“宝贝,你是男孩,还是女孩,怎地这般好动,究竟是随了谁的性子?”

隔着薄薄的肌肤,她能感受到生命的韵律与自己的呼吸同频共振,一种前所未有的柔软,突然漫上心 头。

曾几何时,她以为这个孩子是枷锁,是与萧南晏斩不断的孽缘,可当他在腹中一次次用胎动宣告存在,她才惊觉,这血脉的联结,早已超越爱恨。

这个孩子,早与她血脉相连。

与她浓浓的母爱相比,蔓萝却是满不在乎。

她虽然也已有孕五个多月,却还整日大大咧咧,只知道吃喝玩乐,早将养胎之事抛到九霄云外。
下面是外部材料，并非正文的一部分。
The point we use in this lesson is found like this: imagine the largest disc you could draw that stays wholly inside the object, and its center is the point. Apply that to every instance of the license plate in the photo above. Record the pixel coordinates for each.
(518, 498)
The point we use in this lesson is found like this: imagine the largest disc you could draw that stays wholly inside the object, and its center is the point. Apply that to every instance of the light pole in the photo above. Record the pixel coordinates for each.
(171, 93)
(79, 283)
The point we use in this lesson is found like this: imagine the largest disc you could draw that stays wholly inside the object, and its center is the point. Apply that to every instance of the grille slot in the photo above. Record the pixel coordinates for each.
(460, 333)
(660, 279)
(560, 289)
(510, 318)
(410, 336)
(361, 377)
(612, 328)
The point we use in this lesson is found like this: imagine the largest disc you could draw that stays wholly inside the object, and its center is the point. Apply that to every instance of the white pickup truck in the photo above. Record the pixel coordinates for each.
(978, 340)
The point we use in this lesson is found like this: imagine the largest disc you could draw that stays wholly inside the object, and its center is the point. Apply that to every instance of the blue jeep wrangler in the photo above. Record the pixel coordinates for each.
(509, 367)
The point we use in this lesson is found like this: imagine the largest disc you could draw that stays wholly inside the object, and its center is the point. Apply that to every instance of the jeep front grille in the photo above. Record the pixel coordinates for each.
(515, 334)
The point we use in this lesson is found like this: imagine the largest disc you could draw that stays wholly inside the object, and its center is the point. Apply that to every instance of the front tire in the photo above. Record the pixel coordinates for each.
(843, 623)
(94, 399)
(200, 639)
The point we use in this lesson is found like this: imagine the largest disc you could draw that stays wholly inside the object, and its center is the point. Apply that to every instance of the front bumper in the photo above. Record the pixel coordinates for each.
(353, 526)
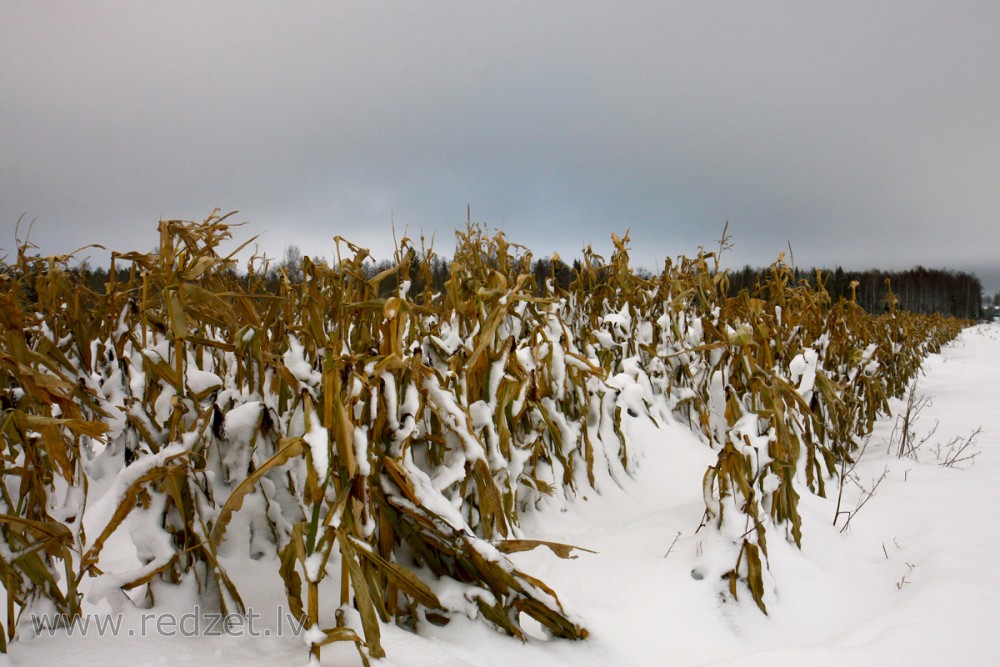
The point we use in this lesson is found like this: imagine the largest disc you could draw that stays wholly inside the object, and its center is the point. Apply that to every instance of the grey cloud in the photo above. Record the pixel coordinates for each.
(862, 134)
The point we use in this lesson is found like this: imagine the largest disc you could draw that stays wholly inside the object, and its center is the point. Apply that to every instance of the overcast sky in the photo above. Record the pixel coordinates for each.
(862, 133)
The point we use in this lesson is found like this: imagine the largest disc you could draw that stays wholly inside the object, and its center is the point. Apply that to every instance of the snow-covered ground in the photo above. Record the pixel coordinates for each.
(913, 581)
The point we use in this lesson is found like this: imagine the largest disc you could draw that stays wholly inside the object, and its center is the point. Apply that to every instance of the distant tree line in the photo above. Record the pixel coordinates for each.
(918, 290)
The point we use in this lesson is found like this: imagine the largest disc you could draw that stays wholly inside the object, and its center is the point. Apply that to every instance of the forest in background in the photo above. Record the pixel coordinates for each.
(916, 290)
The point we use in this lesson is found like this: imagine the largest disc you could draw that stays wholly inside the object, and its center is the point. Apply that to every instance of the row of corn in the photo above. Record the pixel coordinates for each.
(380, 449)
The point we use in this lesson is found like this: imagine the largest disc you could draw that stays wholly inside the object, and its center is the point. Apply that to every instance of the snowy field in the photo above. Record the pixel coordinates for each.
(912, 581)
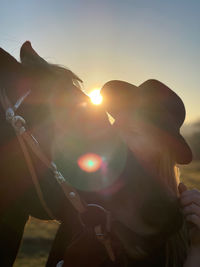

谢湛对蔓萝简直不要太好,他变着法子带她尝遍南昭风味,从街头焦香的竹筒饭,到街尾秘制的玫瑰糖糕,走街串巷,吃得不亦乐乎。

蔓萝自己也觉得奇怪,她以前不喜吃甜,可是有了这一胎后,突然改变了口味,尤喜甜食。

因着谢湛的悉心“投喂”,她的身形愈发丰腴,原本纤细的腰肢添了软肉,胸前两团却是越发的见大。

看上去,肚腹倒和夕颜差不多大。

蔓萝打趣:“夕颜,若是运气好点,说不定咱们的孩子能同一天出生呢。”

夕颜却是呸呸两声,若是那般,她的孩子,岂不是难以足月生产?

……

当中秋的桂香浸透南昭宫墙时,江都城已被漫天飞舞的银鳞纸花,装点得如同月宫。

一年一度的祭月大典,如期而至。